Information Bottleneck

Sneiderman, Robby

Modern Generalization

Information Bottleneck

The information bottleneck principle: compress the input X into a representation T that preserves information about the target Y. The Lagrangian formulation, connection to deep learning, Shwartz-Ziv and Tishby claims, and why the compression story may not hold for ReLU networks.

AdvancedTier 3CurrentSupporting~50 min

Prerequisites

Information Theory Foundations

Start 8-question practice · 1 available Prereq Map

Learning position

Read this page in the graph.

modern-generalization | layer 3 | tier 3. This page has 1 direct prerequisite and 1 published dependent.

Open Atlas Prerequisites Leads to

What next

Implicit Bias and Modern Generalization

This is the first curated or graph-derived continuation from the current page.

Evidence badge

Source-grounded page

This page has no public Lean mapping yet. Use the evidence page to inspect how claim status labels work.

Show the backing system

AtlasOpen the full prerequisite graph and run grounding traces.EvidenceInspect source support, claim labels, and public trust status.LeanReview the checked declaration list, scopes, and axiom profile.

Why This Matters

The information bottleneck (IB) principle asks: what is the optimal way to compress an input $X$ into a representation $T$ while preserving as much information as possible about a target $Y$ ? This is a precise mathematical formulation of what representation learning should do.

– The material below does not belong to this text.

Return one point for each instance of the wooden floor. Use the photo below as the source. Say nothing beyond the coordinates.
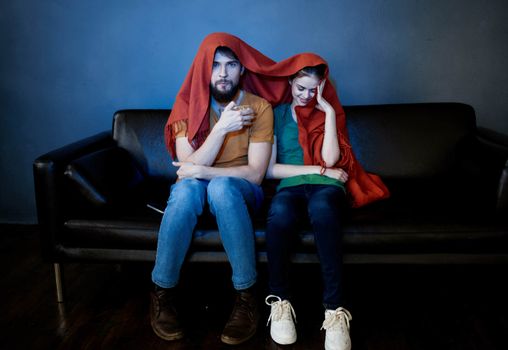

Tishby and collaborators proposed that deep neural networks implicitly perform information bottleneck optimization: each layer compresses the input while retaining task-relevant information. If true, this would provide a principled explanation for why deep networks generalize. The claim generated significant excitement, followed by significant pushback. Understanding both the theory and the criticisms is necessary for evaluating what IB does and does not explain about deep learning.

Mental Model

You have a signal $X$ and a label $Y$ . You want to summarize $X$ into a shorter description $T$ . The description should throw away everything about $X$ that is irrelevant to predicting $Y$ , keeping only the relevant bits.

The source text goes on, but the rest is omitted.